In some sense the first part of this assignment is the reverse of what software engineers traditionally do with multithreaded applications. Traditionally, they are worried about race conditions and insert enough synchronization so that the races become impossible. Here, though, you're deliberately trying to add races to the code in order to speed it up, and want to measure whether (and ideally, how badly) things will break if you do.

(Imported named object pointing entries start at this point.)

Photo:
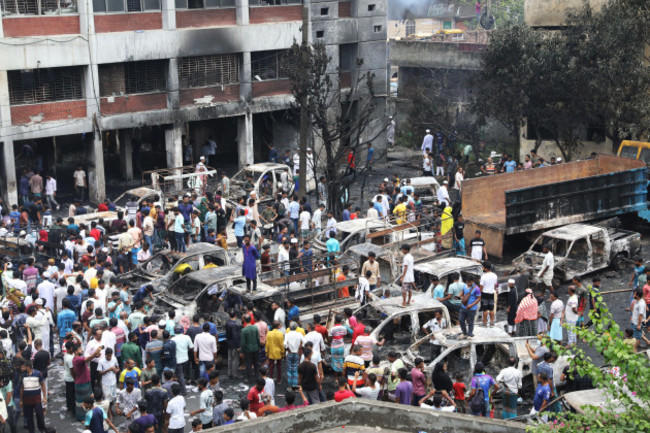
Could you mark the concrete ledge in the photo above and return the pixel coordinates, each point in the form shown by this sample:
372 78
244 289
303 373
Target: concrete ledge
366 413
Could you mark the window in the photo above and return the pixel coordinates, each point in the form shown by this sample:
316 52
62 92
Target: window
200 4
273 2
133 77
410 27
347 57
269 65
126 5
36 7
34 86
208 70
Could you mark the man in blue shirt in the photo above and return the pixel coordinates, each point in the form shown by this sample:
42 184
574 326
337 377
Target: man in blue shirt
509 166
294 212
65 319
293 312
469 304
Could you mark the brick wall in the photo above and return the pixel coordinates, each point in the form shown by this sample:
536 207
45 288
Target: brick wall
271 87
206 18
21 114
133 103
40 25
229 93
345 9
106 23
272 14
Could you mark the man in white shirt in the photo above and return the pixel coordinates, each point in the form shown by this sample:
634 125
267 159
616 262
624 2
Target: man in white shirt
50 192
434 325
488 284
408 277
459 178
571 315
443 194
317 219
279 315
205 348
546 271
511 378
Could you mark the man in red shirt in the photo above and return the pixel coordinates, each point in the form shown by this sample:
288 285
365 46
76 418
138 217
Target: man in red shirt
254 399
344 391
318 327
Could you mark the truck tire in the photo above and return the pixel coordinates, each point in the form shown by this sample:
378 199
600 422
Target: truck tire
619 262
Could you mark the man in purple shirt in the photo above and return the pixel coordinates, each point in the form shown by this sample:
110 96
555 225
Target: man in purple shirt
404 391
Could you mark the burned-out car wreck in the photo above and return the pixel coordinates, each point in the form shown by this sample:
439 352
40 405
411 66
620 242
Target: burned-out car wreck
580 249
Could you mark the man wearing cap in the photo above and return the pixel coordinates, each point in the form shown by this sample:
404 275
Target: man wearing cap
443 194
427 143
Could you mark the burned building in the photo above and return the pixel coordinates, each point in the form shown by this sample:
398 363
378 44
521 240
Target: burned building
121 86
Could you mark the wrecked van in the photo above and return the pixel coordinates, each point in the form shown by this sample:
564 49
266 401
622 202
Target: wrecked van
580 249
491 346
399 324
165 267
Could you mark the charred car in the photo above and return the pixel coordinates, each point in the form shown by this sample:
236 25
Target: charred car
166 267
580 249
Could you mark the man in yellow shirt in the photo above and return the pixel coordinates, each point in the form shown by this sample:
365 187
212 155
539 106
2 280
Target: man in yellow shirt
275 349
400 210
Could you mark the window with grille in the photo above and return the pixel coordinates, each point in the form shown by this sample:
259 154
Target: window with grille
126 5
133 77
274 2
269 65
34 86
201 4
208 70
36 7
410 28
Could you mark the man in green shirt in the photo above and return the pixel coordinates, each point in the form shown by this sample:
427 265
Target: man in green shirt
131 350
250 346
393 379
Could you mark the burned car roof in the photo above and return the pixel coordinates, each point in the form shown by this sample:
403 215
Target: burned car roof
210 275
263 166
359 224
394 305
445 265
573 231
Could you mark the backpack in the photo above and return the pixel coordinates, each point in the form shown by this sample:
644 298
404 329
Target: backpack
477 403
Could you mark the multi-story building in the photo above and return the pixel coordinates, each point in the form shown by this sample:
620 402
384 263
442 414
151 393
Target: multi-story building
93 83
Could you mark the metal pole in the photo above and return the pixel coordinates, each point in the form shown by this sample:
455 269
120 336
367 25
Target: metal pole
304 115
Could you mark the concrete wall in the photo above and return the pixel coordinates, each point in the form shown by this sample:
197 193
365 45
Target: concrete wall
375 414
436 55
552 13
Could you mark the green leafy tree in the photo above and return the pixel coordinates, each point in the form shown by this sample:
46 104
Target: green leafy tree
592 72
625 382
341 120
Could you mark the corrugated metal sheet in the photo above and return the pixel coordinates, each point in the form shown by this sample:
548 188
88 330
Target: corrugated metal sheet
576 200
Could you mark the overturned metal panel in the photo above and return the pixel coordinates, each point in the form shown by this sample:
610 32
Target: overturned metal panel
576 200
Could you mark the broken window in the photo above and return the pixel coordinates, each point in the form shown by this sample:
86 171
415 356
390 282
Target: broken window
208 70
36 7
34 86
125 5
133 77
269 65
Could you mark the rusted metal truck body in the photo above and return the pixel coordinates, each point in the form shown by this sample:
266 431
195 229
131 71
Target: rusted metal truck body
547 197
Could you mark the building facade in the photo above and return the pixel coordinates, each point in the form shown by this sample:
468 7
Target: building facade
124 86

It should be noted that we are on thin ice here, so thin that some would argue we've gone over the edge. That's OK: we're experimenting! For more about the overall topic, please see: Boehm H-J, Adve SV. You don't know jack about shared variables or memory models. ACM Queue 2011 Dec;9(12):40. doi:10.1145/2076796.2088916.

The Java memory model

Java synchronization is based on the Java memory model (JMM), which defines how an application can safely avoid data races when accessing shared memory. The JMM lets Java implementations optimize accesses by allowing more behaviors than the intuitive semantics where there is a global clock and actions by threads interleave in a schedule that assumes sequential consistency. On modern hardware, these intuitive semantics are often incorrect: for example, intraprocessor cache communication might be faster than memory, which means that a cached read can return a new value on one processor before an uncached read returns an old value on another. To allow this kind of optimization, first, the JMM says that two accesses to the same location conflict if they come from different threads, at least one is a write, and the location is not declared to be volatile; and second, the JMM says that behavior is well-defined to be data-race free (DRF) unless two conflicting accesses occur without synchronization in between.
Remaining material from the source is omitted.